Trick with these things is to start noting what's onscreen when it happens, and spotting commonalities, like "it always seems to happen when I've got XYZ plugin window showing" etc.


----------



## b_elliott (Mar 20, 2022)

That's a helpful tip. 
I noticed my other system (laptop Win10) has no mouse issues; rather can take up to a minute for an app to load. 
Seems the older I get, the more impatient. lol


----------



## Dietz (Mar 20, 2022)

I think I have found the perfect solution to prevent a mouse from disappearing:


----------



## composerguy78 (Mar 20, 2022)

I have found this also in reaper - I found it only did so in using certain color themes. I find the default ones give me no issues so I’m sticking with those!


----------



## b_elliott (Mar 22, 2022)

composerguy78 said:


> I have found this also in reaper - I found it only did so in using certain color themes. I find the default ones give me no issues so I’m sticking with those!

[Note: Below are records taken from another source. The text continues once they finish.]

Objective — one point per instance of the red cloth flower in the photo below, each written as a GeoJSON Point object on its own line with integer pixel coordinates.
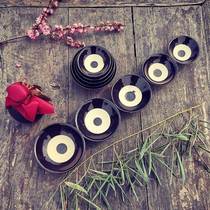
{"type": "Point", "coordinates": [27, 101]}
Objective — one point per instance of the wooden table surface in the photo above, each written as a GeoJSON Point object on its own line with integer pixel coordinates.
{"type": "Point", "coordinates": [150, 25]}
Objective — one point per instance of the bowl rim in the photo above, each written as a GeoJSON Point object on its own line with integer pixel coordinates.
{"type": "Point", "coordinates": [98, 46]}
{"type": "Point", "coordinates": [111, 77]}
{"type": "Point", "coordinates": [168, 80]}
{"type": "Point", "coordinates": [80, 159]}
{"type": "Point", "coordinates": [178, 61]}
{"type": "Point", "coordinates": [109, 102]}
{"type": "Point", "coordinates": [130, 111]}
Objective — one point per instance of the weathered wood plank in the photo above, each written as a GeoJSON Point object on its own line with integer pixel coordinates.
{"type": "Point", "coordinates": [24, 185]}
{"type": "Point", "coordinates": [99, 3]}
{"type": "Point", "coordinates": [154, 28]}
{"type": "Point", "coordinates": [122, 48]}
{"type": "Point", "coordinates": [206, 18]}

I switched back to the default theme. Over the past few days not as bad = that's good.
Then today I lost the mouse cursor big time and had to ctl-alt-del the session. The cause was Audio Damage Rough Rider 2 (one of their retired unsupported vst2 freebies). I ended up deleting that plugin and updating to AD's Rough Rider 3 (also free) which is vst3 and works perfectly inside Reaper. 
Likely there are other broken vsts to watch for & ditch, especially the freebie unsupported vsts I've recently DLed.
Hopefully these two actions can simmer things down for my mousey.





Cheers, Bill


----------



## cedricm (Mar 23, 2022)

A few settings might mitigate the issue:
- Enable Mouse cursor trail
- Enable pointer shadow
- Disable Hide Poiinter while Tyyping
- Show cursor position shortcut (by default CTRL)
- Also a trick used for video games: change the cursor color to one rarely used color, such as Magenta.

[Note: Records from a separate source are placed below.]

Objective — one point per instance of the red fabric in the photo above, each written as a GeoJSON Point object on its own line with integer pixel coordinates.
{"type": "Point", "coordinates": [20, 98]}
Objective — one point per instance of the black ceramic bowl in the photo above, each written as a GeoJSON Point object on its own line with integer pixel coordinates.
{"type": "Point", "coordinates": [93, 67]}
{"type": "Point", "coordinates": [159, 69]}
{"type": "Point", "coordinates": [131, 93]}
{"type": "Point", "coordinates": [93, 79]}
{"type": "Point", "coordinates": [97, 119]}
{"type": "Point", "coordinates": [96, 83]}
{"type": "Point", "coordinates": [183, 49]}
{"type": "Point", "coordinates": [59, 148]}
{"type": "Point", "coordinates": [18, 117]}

You may also want to try to change the pointer and back again in case the configuration was corrupted.


----------



## b_elliott (Mar 23, 2022)

cedricm said:


> A few settings might mitigate the issue:
> - Enable Mouse cursor trail
> - Enable pointer shadow
> - Disable Hide Poiinter while Tyyping
> ...


Useful. I now rock a magenta pointer amongst other tweaks.
Thank you.


----------